## **Install required libraries**


In [None]:
!pip install torch==2.5.1

In [None]:
!pip install numpy>=2.0.0 -U --pre
!pip install scipy>=1.14.0 -U
!pip install gensim -U

## **Import required libraries**


In [None]:
import gensim
import gensim.downloader as api
from gensim.models import KeyedVectors

import seaborn as sns
import numpy as np
import pandas as pd
import matplotlib.pyplot as plt

## **Download and load word2vec-google-news-300 model**


In [None]:

try:
    # Download and load the Google News Word2Vec model
    # This will download the compressed file and extract it for you
    print("Attempting to load word2vec-google-news-300 model...")
    model_path = api.load("word2vec-google-news-300", return_path=True)
    model = KeyedVectors.load_word2vec_format(model_path, binary=True)
    print("Model loaded successfully using gensim.downloader!")

except Exception as e:
    print(f"An error occurred: {e}")
    print("Please ensure your NumPy and Gensim libraries are up to date.")
    print("Try running: pip install --upgrade numpy gensim")

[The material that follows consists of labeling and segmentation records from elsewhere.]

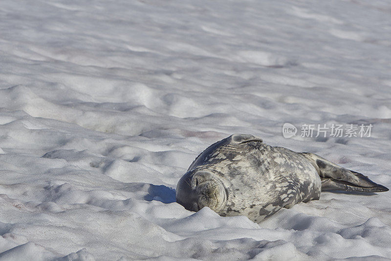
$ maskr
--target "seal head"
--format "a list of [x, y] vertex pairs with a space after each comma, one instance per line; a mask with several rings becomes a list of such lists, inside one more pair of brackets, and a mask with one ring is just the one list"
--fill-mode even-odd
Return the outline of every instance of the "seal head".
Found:
[[191, 211], [208, 207], [219, 213], [225, 206], [227, 194], [220, 178], [208, 169], [188, 171], [176, 186], [176, 202]]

## \*\*Test example - Find the most similar


In [None]:
print("Finding most similar words to 'woman':")
print(model.most_similar('woman'))

## **Get the array for man**


In [None]:
model['man']

## **Print how many features (based on the model)**


In [None]:
model['man'].shape #300 features (300 dimentions)

## **Examples**


In [None]:
model.most_similar('man')

In [None]:
model.most_similar('BGP')

In [None]:
model.similarity('man', 'woman')

In [None]:
model.doesnt_match(['BGP', 'OSPF', 'ISIS', 'apple'])

In [None]:
vec = model['king'] - model['man'] + model['woman']
model.most_similar([vec])

## **Get embeddings (the first 10 features) for a set of words**

Get embeddings limited to the first 10 features.
Create an array with them.
Create a pandas data frame using the features and the words.


In [None]:

# king, queen, woman, girl, man, water
words = ['king', 'queen', 'woman', 'girl', 'man', 'water']
embeddings = np.array([
    model['king'][0:10],
    model['queen'][0:10],
    model['woman'][0:10],
    model['girl'][0:10],
    model['man'][0:10],
    model['water'][0:10]
])

df = pd.DataFrame(embeddings, index=words)

## **Generate the plot based on the dataframe generated**


In [None]:
#Create a hashmap
plt.figure(figsize=(18,16))
heatmap = sns.heatmap(df, cmap='crest')
plt.show()